Turso uses Tantivy rather than SQLite's built-in FTS5 module. This provides a Rust-native implementation with better memory safety and performance characteristics, while maintaining SQL compatibility through the `MATCH` operator and `CREATE INDEX ... USING fts` syntax. The `HybridBTreeDirectory` adapter allows Tantivy to run atop Turso's existing storage engine rather than requiring separate virtual tables.

### What tokenizers are supported in Turso's FTS implementation?

Turso validates tokenizer names against the `SUPPORTED_TOKENIZERS` constant during index creation (lines 1352‑1410). The default tokenizer uses Tantivy's standard text analyzer with case folding and unicode-aware tokenization. Custom tokenizers can be specified via the `WITH (tokenizer='...')` clause when creating the index.

### Can I combine full-text search with vector similarity search in Turso?

Yes. The `core/vector/operations/*` modules provide vector similarity functions (such as `distance_cos`) that can be combined with FTS results. You can filter candidates using `MATCH` predicates and then rank by vector similarity, or use both scores in a hybrid ranking formula within the same SQL query.
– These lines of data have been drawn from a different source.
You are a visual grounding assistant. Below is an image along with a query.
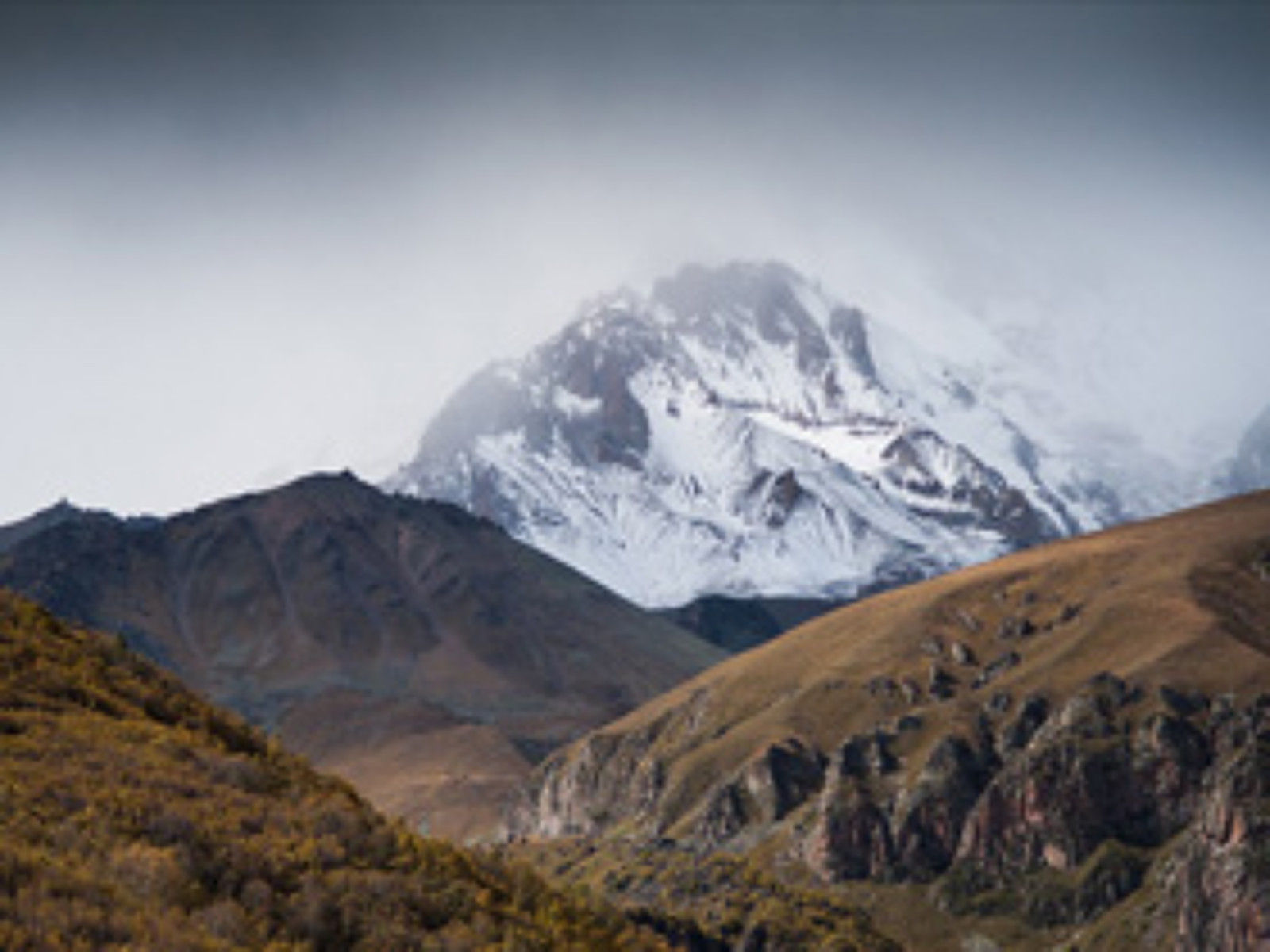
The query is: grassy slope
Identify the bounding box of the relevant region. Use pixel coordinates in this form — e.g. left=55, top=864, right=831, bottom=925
left=0, top=476, right=725, bottom=839
left=513, top=493, right=1270, bottom=952
left=0, top=592, right=660, bottom=950
left=587, top=493, right=1270, bottom=820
### How does the hybrid directory manage memory usage?

The `HybridBTreeDirectory` implements a two-tier caching system that bounds memory usage to approximately 200 MiB by default. Small metadata files and term dictionaries remain in the hot-cache, while large segment files are streamed on-demand from 1 MiB chunks stored in the B-Tree. The `chunk_cache` uses an LRU eviction policy, and the `clone_with_fresh_pending` method ensures concurrent queries don't retain unbounded pending writes.